Comme nous l’indiquions dans le numéro 379 du 27 septembre, l’Union européenne a financé une conférence dite de haut niveau sur le thème « les enjeux démocratiques et la consolidation de la paix ». A l’occasion de cette conférence tenue le vendredi dernier dans un hôtel de Lomé, Patrick Spirlet, chef de la délégation de l’Union européenne au Togo a prononcé un discours qui se présente comme un diagnostic pertinent de la situation politique compliquée du pays. Mais alors, se demande-t-on, Bruxelles doit-elle se contenter d’un tel diagnostic et se résigner à financer des élections qui, au lieu d’éclairer l’horizon politique, l’assombrissent encore et encore.
Les mots de M. Spirlet
Après avoir situé le contexte de la conférence, M . Spirlet s’est essayé à dresser le tableau de l’évolution de la politique togolaise ces dernières années et les grands questionnements qui devraient occuper les participants à la conférence.
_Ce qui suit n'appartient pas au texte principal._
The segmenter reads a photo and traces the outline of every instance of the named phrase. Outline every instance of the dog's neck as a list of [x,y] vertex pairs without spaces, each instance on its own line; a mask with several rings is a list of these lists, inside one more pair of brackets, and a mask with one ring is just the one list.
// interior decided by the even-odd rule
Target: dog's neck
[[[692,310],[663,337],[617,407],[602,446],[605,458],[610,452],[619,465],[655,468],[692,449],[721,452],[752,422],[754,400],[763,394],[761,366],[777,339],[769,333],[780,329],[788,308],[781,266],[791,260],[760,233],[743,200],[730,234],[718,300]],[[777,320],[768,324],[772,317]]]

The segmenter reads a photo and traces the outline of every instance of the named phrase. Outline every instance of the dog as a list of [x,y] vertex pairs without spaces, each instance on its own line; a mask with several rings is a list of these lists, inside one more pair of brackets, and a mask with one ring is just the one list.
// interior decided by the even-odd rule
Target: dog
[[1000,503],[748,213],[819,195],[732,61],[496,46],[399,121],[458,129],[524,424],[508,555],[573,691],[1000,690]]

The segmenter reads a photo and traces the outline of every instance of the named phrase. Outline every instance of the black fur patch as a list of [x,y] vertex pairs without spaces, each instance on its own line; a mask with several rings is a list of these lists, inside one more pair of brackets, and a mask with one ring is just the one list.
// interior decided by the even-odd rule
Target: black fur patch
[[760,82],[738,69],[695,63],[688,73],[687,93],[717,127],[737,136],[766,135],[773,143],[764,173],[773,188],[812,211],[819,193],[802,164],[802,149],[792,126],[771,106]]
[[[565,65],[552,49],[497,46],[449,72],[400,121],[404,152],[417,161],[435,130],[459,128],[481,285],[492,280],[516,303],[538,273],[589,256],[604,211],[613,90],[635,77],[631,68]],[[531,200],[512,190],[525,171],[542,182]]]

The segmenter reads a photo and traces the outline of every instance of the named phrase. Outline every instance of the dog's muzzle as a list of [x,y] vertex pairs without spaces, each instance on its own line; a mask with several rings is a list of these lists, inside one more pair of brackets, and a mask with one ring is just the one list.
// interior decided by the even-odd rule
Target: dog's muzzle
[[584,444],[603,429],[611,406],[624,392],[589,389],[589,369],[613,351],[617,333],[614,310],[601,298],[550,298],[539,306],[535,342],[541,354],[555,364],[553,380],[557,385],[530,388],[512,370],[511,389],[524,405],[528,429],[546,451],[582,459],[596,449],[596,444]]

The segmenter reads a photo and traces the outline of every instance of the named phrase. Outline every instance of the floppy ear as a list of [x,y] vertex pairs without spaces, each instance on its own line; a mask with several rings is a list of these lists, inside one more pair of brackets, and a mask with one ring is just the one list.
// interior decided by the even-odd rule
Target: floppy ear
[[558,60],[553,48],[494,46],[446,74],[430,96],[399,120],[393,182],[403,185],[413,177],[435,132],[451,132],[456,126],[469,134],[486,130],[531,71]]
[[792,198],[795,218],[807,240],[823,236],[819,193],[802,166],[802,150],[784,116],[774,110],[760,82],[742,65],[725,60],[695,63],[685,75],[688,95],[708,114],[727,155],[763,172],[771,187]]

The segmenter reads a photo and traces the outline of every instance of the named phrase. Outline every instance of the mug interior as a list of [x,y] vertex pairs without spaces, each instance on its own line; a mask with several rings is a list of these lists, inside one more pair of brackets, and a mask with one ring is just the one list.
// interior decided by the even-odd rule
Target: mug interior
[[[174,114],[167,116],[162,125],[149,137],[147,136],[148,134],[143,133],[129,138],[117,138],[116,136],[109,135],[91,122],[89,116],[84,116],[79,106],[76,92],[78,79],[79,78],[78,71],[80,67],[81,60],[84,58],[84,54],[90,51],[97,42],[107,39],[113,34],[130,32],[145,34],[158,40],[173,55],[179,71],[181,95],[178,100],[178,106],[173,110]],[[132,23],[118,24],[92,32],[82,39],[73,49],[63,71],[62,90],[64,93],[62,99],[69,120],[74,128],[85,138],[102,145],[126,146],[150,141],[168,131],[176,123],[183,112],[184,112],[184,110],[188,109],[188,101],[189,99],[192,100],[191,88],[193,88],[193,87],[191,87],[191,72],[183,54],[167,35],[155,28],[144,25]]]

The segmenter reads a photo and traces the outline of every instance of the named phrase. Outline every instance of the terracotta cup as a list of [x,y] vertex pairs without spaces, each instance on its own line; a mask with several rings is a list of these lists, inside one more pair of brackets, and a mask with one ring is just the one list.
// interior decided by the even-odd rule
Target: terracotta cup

Au sujet du contexte de la conférence, M. Spirlet a indiqué que l’initiative est une suite logique des « leçons basées sur les recommandations (des) missions d’observation électorale » « à la suite des deux scrutins législatif et présidentiel de 2007 et 2010 ». De ces leçons sont nées des résolutions qui portent essentiellement sur le financements de différents programmes dont « un programme d’éducation à la citoyenneté et à la culture démocratique ; la promotion de la participation des femmes dans la vie politique ; la formation des forces de sécurité, les ateliers de formation en administration électorale BRIDGE pour le renforcement des capacités de la CENI, des partis politiques, de la société civile, etc. » M. Spirlet a souligné dans la foulée que la conférence du vendredi dernier constitue « le point d’orgue du dernier volet, celui de la formation et sensibilisation .des acteurs sur les processus électoraux ».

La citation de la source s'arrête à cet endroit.